The impedance between the planes is very low, much less than 1 Ohm, so the transient voltages created will be low. However, with multiple signals switching between planes, each one injects some noise between the planes. This noise will get larger with more signals switching. The current injected into the planes is determined by the signal voltage and the impedance, roughly 50 Ohms. The voltage noise generated between the planes depends on the signal current and the impedance of the planes. To minimize this rattling voltage, the impedance of the planes should be kept to a minimum by keeping their dielectric spacing thin.

Signals transitioning return planes is a dominant source of high-frequency noise injected between the planes. This voltage noise will rattle around and contribute to the noise in the PDN. In low-noise systems, it can be a major source of cross talk to very sensitive lines, such as rf receivers or analog-to-digital converter inputs or voltage references. To minimize the noise in these systems, care should be taken to minimize the return current injected between the planes by the careful selection of return plane voltages, return vias, and low-inductance decoupling capacitors.

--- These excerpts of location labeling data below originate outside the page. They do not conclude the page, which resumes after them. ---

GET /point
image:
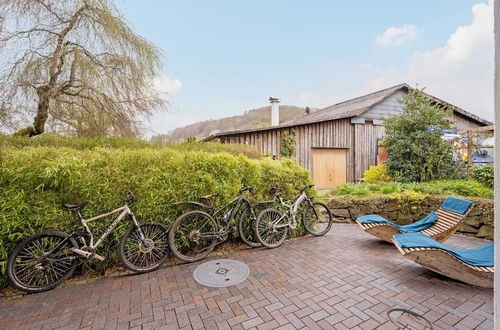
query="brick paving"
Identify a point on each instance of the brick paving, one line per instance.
(344, 280)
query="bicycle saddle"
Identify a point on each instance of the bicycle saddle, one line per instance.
(208, 197)
(73, 207)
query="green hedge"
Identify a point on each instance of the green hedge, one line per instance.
(461, 188)
(485, 175)
(35, 181)
(54, 140)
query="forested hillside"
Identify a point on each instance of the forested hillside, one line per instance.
(254, 118)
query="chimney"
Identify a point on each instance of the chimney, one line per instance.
(275, 111)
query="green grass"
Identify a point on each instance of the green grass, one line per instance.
(460, 188)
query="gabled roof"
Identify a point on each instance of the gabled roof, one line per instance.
(349, 109)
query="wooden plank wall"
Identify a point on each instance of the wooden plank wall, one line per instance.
(463, 123)
(365, 140)
(330, 134)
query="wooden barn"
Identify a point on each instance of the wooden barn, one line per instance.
(338, 143)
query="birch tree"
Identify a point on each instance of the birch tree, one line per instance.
(77, 64)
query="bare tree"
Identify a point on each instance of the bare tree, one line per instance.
(77, 63)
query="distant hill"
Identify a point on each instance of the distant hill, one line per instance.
(254, 118)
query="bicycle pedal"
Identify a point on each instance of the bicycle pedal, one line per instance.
(98, 257)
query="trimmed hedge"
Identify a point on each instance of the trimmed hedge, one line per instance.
(485, 175)
(54, 140)
(460, 188)
(35, 181)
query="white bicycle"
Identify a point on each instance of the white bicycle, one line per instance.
(43, 261)
(271, 226)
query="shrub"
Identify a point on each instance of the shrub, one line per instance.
(462, 188)
(484, 175)
(288, 143)
(53, 140)
(414, 141)
(35, 181)
(377, 173)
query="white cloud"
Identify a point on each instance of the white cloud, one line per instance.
(460, 72)
(167, 85)
(166, 121)
(397, 35)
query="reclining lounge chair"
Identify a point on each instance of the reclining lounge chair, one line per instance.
(439, 225)
(474, 266)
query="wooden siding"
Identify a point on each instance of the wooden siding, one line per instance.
(365, 141)
(360, 140)
(463, 123)
(331, 134)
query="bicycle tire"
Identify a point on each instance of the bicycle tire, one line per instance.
(267, 236)
(41, 267)
(326, 221)
(141, 258)
(246, 229)
(176, 234)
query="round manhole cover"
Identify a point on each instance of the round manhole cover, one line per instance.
(221, 272)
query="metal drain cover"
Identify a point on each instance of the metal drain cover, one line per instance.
(221, 273)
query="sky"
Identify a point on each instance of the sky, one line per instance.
(223, 57)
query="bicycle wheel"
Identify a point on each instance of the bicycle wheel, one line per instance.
(193, 236)
(317, 218)
(246, 228)
(146, 255)
(42, 262)
(271, 228)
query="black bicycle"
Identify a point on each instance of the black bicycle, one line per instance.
(271, 226)
(195, 234)
(44, 261)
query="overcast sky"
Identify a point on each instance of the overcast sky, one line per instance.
(223, 57)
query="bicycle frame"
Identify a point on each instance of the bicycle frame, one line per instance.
(124, 211)
(233, 208)
(291, 211)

We sometimes call this voltage, which is rattling between the edges of the board between the adjacent plane layers, resonances in the planes. These resonances will eventually die out from conductor and dielectric attenuation. The resonances will have frequency components that match the round-trip time of flight between the board dimensions. For boards with a dimension of 10 to 20 inches on a side, the resonant frequencies will be in the 150-MHz to 300-MHz range. This is why capacitors between the different voltage planes can provide some value. Their low loop inductance provides the low impedance in this frequency regime and helps maintain a low impedance between the planes (in the board resonant-frequency range) and keep the voltages between the planes low. However, as we saw, these capacitors do not affect the transient ground-bounce voltage during the very fast transition.

These problems will get more important as rise times decrease, especially below 100 psec.